I should imagine that there are folk out there who can boast more regrettable chapters in their life stories but, over nearly four decades, my back catalogue of embarrassments would make interesting reading nonetheless.

Being a believer that regrets are as much use as a hairbrush is to Boris Johnson, I take a certain amount of pride that I have acquired such an hefty amount of life experience. There is no shame in admitting that you cocked up every now and again. Human beings take a chance, so it is inevitable that things won’t always go to plan.

Most of us committed most of our misdemeanours in our youth in an age when the only witnesses to the ‘crime’ were as drunk or daft as you and the evidence they could provide was of little consequence.

This is one of the reasons why I think today’s youngsters have got it tougher than generations before – everything they do has the potential to be recorded indefinitely.

Take the 14-year-old who has been subjected to plenty of leg pulling and, even more seriously, now faces an uncertain future after a ‘mucky’ picture he took of himself ended up attracting the attention of the local plod. Simon (not his real name) took a revealing picture of himself and sent it to a girl with whom there seems to have been a mutual attraction, via an instant messaging service called Snapchat.

The attraction of such technology is that the image disappears almost immediately, unless you save it, which is what Simon’s young friend, also aged 14, did.

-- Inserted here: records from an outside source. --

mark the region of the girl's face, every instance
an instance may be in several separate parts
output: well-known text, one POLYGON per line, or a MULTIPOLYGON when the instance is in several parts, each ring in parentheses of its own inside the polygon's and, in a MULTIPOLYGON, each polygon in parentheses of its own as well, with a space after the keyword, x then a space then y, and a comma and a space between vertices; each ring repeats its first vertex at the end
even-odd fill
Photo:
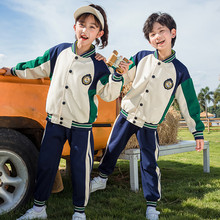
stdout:
POLYGON ((163 26, 158 22, 153 25, 153 30, 149 34, 149 42, 158 51, 171 50, 172 38, 176 36, 176 30, 163 26))
POLYGON ((85 49, 88 48, 88 50, 93 41, 104 34, 104 31, 100 31, 100 27, 93 15, 89 15, 85 19, 79 18, 74 25, 74 30, 78 40, 77 46, 85 49))

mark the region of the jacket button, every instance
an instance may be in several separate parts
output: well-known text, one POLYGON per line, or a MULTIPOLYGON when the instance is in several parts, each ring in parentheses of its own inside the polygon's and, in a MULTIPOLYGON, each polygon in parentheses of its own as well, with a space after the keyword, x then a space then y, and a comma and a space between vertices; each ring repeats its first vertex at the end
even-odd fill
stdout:
POLYGON ((152 75, 152 78, 155 78, 155 75, 152 75))
POLYGON ((134 119, 137 120, 138 118, 137 118, 137 117, 134 117, 134 119))
POLYGON ((143 106, 143 103, 140 103, 140 106, 143 106))
POLYGON ((146 89, 146 93, 148 93, 149 92, 149 90, 148 89, 146 89))
POLYGON ((65 89, 68 89, 69 87, 68 86, 65 86, 65 89))
POLYGON ((78 60, 78 57, 76 56, 75 59, 78 60))
POLYGON ((136 123, 136 121, 133 121, 133 123, 135 124, 135 123, 136 123))
POLYGON ((62 122, 62 121, 60 121, 60 124, 62 125, 62 124, 63 124, 63 122, 62 122))
POLYGON ((157 64, 158 64, 158 65, 160 65, 160 64, 161 64, 161 62, 158 62, 157 64))
POLYGON ((69 70, 69 73, 72 73, 73 71, 72 70, 69 70))
POLYGON ((63 104, 63 105, 65 105, 65 104, 66 104, 66 102, 62 102, 62 104, 63 104))
POLYGON ((63 120, 63 117, 60 117, 60 120, 63 120))

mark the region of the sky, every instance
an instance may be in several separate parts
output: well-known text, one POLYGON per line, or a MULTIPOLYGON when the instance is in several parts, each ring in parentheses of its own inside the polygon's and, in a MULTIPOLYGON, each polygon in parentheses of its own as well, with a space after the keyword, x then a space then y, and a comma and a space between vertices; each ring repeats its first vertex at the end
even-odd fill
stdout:
POLYGON ((74 42, 73 13, 97 4, 106 11, 109 44, 97 52, 108 58, 113 50, 130 58, 140 50, 154 50, 144 38, 143 25, 154 12, 169 13, 177 24, 174 46, 186 65, 196 93, 220 84, 219 0, 1 0, 0 67, 35 59, 63 42, 74 42))

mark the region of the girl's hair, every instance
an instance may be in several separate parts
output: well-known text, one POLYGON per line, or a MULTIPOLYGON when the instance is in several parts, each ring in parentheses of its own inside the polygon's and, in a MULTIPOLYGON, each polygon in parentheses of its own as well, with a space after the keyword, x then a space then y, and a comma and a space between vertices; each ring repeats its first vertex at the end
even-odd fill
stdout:
MULTIPOLYGON (((101 36, 101 42, 102 44, 99 46, 100 49, 103 49, 104 47, 106 47, 108 45, 108 24, 107 24, 107 16, 106 16, 106 13, 105 11, 99 6, 99 5, 94 5, 94 4, 90 4, 89 6, 95 8, 96 10, 98 10, 103 18, 104 18, 104 34, 101 36)), ((84 13, 82 15, 80 15, 79 17, 76 18, 76 22, 80 19, 80 18, 83 18, 83 19, 86 19, 87 17, 89 17, 90 15, 93 15, 93 14, 90 14, 90 13, 84 13)), ((97 24, 99 25, 100 27, 100 31, 102 30, 102 25, 99 21, 99 19, 93 15, 94 18, 95 18, 95 21, 97 22, 97 24)), ((100 40, 98 38, 96 38, 96 45, 98 46, 100 44, 100 40)))
MULTIPOLYGON (((170 31, 173 28, 176 29, 176 22, 169 14, 161 13, 161 12, 153 13, 145 21, 143 27, 144 36, 148 41, 149 41, 149 34, 152 32, 153 25, 155 22, 158 22, 159 24, 168 27, 170 31)), ((176 36, 172 38, 172 42, 171 42, 172 47, 174 46, 175 41, 176 41, 176 36)))

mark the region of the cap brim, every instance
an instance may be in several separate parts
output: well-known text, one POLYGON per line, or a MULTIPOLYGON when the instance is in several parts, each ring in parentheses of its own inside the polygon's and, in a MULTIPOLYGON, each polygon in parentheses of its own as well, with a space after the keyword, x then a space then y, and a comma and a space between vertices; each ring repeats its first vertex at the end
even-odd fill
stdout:
POLYGON ((91 6, 83 6, 81 8, 78 8, 75 12, 74 12, 74 19, 76 20, 80 15, 84 14, 84 13, 90 13, 95 15, 101 25, 102 25, 102 29, 104 29, 104 18, 102 16, 102 14, 95 8, 91 7, 91 6))

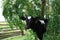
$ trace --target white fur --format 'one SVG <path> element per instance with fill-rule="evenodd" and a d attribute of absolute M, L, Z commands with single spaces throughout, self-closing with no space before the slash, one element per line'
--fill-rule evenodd
<path fill-rule="evenodd" d="M 28 19 L 31 19 L 31 16 L 28 16 Z"/>
<path fill-rule="evenodd" d="M 39 20 L 41 22 L 41 24 L 45 24 L 44 20 Z"/>

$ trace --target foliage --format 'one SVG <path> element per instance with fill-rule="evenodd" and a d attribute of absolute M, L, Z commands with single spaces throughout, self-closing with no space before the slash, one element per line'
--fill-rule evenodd
<path fill-rule="evenodd" d="M 25 22 L 22 22 L 19 18 L 29 15 L 33 17 L 41 16 L 41 8 L 41 0 L 5 0 L 3 16 L 10 23 L 11 28 L 16 26 L 23 30 Z M 60 1 L 46 0 L 45 13 L 49 18 L 49 23 L 43 40 L 60 40 Z"/>
<path fill-rule="evenodd" d="M 36 17 L 41 11 L 41 4 L 38 0 L 4 0 L 3 6 L 3 16 L 9 22 L 10 27 L 16 26 L 21 30 L 25 26 L 20 19 L 21 16 Z"/>
<path fill-rule="evenodd" d="M 60 40 L 60 4 L 59 0 L 51 1 L 51 12 L 49 14 L 49 25 L 44 40 Z"/>

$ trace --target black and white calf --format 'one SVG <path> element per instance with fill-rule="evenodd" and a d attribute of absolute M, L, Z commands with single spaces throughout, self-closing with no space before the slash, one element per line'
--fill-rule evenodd
<path fill-rule="evenodd" d="M 48 19 L 40 19 L 39 17 L 31 17 L 27 18 L 21 17 L 22 20 L 26 20 L 26 29 L 32 29 L 36 32 L 39 40 L 42 40 L 43 34 L 46 32 L 46 26 L 48 23 Z"/>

Almost inevitably the snap was doing the rounds at school. Worse than that, the school’s very own bobby was on hand to quiz the teen and inform him that this incident may harm his chances of getting a job working with the vulnerable or children for up to 10 years. Although not charged with an offence, this daft lad has been effectively criminalised for taking pictures of himself, which although is an unpleasant thing to do, was a 14-year-old’s feeble attempt at flirting.

Whatever you think about the effect of technology on the youth today, and clearly this is a salutary tale, the real tragedy is it illustrates how in today’s society it is almost impossible for children to make the mistakes that they should be allowed to make.